New Bedford Man Arraigned for Murder in Death of 9 Month Old Baby


A New Bedford man was charged this past week with Massachusetts Murder Charges in connection with the death of a 9 month old infant.

The defendant, Ethen Harrison, was arraigned in New Bedford District Court this past week on the upgraded charge of murder. He had previously been arraigned on various assault charges.

According to the Bristol County District Attorney's Office, the defendant allegedly assaulted the infant in the apartment he shared with the child's mother. Although the two were reportedly living together, the defendant was not the biological father of the child.

New Bedford Police Officers reported that the defendant made some alleged statements following his arrest, including that he allegedly admitted that the infant because fussy and that he caused the child to hit its head on the floor. The child's mother reportedly left the child alone with the defendant.

The infant was found to have succumbed to blunt force trauma to the head and had a large blood clot on its brain.

Defendant's who are the subject of any criminal investigation, particularly those involving criminal charges as serious as murder, should think twice about discussing any part of the allegations with police prior to engaging the representation of a criminal defense lawyer.

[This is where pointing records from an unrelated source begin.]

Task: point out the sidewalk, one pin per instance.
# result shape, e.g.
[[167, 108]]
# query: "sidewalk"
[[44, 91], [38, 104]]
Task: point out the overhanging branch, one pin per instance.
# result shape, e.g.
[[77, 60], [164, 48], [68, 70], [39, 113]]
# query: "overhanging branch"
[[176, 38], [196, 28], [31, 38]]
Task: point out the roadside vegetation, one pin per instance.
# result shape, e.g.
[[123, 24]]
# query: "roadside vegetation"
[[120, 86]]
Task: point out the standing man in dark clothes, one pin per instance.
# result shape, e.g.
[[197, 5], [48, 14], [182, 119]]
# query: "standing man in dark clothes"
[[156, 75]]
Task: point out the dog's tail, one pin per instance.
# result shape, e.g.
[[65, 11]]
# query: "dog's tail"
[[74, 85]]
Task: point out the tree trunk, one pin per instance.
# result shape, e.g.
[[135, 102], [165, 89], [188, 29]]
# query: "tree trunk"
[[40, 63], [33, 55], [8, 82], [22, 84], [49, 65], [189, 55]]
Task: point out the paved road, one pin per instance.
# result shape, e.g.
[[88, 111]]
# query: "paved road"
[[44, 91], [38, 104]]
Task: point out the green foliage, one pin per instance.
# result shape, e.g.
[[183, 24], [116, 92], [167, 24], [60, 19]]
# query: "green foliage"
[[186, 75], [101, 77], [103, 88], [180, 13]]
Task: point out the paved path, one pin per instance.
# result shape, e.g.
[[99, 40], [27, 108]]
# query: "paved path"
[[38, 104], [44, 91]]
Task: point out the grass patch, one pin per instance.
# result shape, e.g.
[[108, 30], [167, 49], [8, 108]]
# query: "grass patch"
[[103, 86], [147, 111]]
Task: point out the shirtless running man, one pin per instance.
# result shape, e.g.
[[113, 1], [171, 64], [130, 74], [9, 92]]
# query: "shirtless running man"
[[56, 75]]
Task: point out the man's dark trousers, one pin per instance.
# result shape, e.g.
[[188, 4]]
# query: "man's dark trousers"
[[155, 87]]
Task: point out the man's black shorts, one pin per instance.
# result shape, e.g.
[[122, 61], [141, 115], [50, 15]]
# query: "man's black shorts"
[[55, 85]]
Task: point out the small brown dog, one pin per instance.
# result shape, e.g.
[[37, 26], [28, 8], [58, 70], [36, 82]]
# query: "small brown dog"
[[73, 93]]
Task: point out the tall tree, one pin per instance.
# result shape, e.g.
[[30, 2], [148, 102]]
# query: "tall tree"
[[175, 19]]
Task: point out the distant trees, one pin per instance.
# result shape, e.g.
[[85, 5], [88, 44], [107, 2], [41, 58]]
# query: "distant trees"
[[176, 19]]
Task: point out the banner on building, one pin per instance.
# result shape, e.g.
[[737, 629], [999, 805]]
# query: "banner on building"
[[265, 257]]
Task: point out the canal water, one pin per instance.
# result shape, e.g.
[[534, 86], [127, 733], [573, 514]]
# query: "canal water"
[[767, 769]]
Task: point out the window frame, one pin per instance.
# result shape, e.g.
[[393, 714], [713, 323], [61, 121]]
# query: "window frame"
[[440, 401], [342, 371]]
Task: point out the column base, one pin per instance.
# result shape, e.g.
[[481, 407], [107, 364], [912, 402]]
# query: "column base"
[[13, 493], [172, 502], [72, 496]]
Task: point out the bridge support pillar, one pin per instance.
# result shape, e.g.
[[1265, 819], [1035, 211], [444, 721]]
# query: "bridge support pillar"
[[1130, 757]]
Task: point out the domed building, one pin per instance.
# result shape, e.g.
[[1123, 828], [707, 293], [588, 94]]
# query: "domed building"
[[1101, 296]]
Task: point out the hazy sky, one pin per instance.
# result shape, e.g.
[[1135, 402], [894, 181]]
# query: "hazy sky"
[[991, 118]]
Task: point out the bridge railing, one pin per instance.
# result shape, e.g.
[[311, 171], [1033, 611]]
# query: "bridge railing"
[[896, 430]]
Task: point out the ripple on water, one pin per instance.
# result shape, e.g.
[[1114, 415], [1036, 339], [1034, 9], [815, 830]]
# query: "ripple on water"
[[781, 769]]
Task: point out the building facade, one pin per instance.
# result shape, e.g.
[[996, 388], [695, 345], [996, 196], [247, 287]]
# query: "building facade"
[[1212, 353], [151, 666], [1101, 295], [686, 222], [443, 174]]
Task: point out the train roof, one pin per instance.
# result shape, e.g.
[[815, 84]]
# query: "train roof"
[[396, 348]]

There is a reason why police are required to read to a defendant his Miranda rights and specifically advise him that he has a constitutional right to consult with an attorney and that any statements he makes may be used against him in a court of law.

Although there are mechanisms to challenges whether any alleged statements were properly and constitutionally elicited, suppressing or excluding any admissions or inculpatory statements is extremely difficulty, particularly if the interview was video recorded. Typically, where a defendant has made inculpatory statements and the proper warnings were given, courts are reluctant to rule that the statements were not intelligently, knowingly and voluntarily made in light of the defendant's constitutional rights.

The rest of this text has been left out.